About a month ago I was tearing out my hair trying to crush sustainability into the PACT group. I had 4 teacher-facilitators who never showed up for meetings and a headmaster who wouldn’t allow the club to function without staff representation. On Tuesdays and Thursdays 30 kids piled into the PACT classroom for their meeting and time and time again I was the only teacher who showed up.
I was furious and frustrated. This group is so powerful but without teacher support it’s not sustainable.

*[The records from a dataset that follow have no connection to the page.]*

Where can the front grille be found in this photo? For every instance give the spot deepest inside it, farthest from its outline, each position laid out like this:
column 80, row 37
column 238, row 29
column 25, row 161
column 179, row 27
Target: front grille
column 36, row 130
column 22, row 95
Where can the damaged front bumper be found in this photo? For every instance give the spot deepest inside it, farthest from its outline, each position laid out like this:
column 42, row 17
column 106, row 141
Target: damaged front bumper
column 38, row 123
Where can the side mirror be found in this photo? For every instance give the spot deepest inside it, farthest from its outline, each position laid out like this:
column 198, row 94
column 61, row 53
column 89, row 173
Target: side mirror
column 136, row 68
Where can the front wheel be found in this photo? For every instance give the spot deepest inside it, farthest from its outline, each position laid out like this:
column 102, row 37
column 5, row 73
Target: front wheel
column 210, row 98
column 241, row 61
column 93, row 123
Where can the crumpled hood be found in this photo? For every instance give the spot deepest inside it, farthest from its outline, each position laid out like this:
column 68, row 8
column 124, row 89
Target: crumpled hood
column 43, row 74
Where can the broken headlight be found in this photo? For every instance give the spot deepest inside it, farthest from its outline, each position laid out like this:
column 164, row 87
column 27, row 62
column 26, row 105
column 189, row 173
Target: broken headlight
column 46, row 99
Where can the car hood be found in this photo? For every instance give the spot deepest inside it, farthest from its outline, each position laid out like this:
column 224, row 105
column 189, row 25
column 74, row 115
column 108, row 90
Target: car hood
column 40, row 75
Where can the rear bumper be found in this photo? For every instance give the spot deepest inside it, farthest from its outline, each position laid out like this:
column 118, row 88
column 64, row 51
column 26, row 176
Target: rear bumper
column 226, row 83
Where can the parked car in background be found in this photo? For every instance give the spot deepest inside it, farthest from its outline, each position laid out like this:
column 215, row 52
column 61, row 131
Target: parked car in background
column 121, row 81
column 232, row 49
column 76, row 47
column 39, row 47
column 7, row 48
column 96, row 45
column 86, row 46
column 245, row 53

And then, one day, the Chairman stood to start his meeting and everything clicked.
I looked around the room:
Bangtha was opening the meeting.
Feri was taking minutes.
Oteng was collecting late fees.
Latoro was passing out the agenda.
Neo was saying the opening prayer.
Omuketsile was reading over the items she’d present.
And I
I was doing absolutely nothing.
I couldn’t even understand the Setswana.
These kids where running this group. All of it. And they were doing it well.
Yes, it’s true. We still need teacher leadership and, yes, I’m on the hunt to find someone who is willing to take the reigns.
In the mean time I am working to harness all the energy emanating from these kids. All their ambition and commitment and effort and perseverance.
Who says sustainability has to start at the top? or at the bottom for that matter?
It starts in the cracks … where the energy pools and potential waits to explode.
For 5 months I had been face to face with a wall and had never seen those cracks. They spidered and split in every direction but all I could see was the thick cement.
There is so much light pouring through these days. It’s blinding me and I can finally see.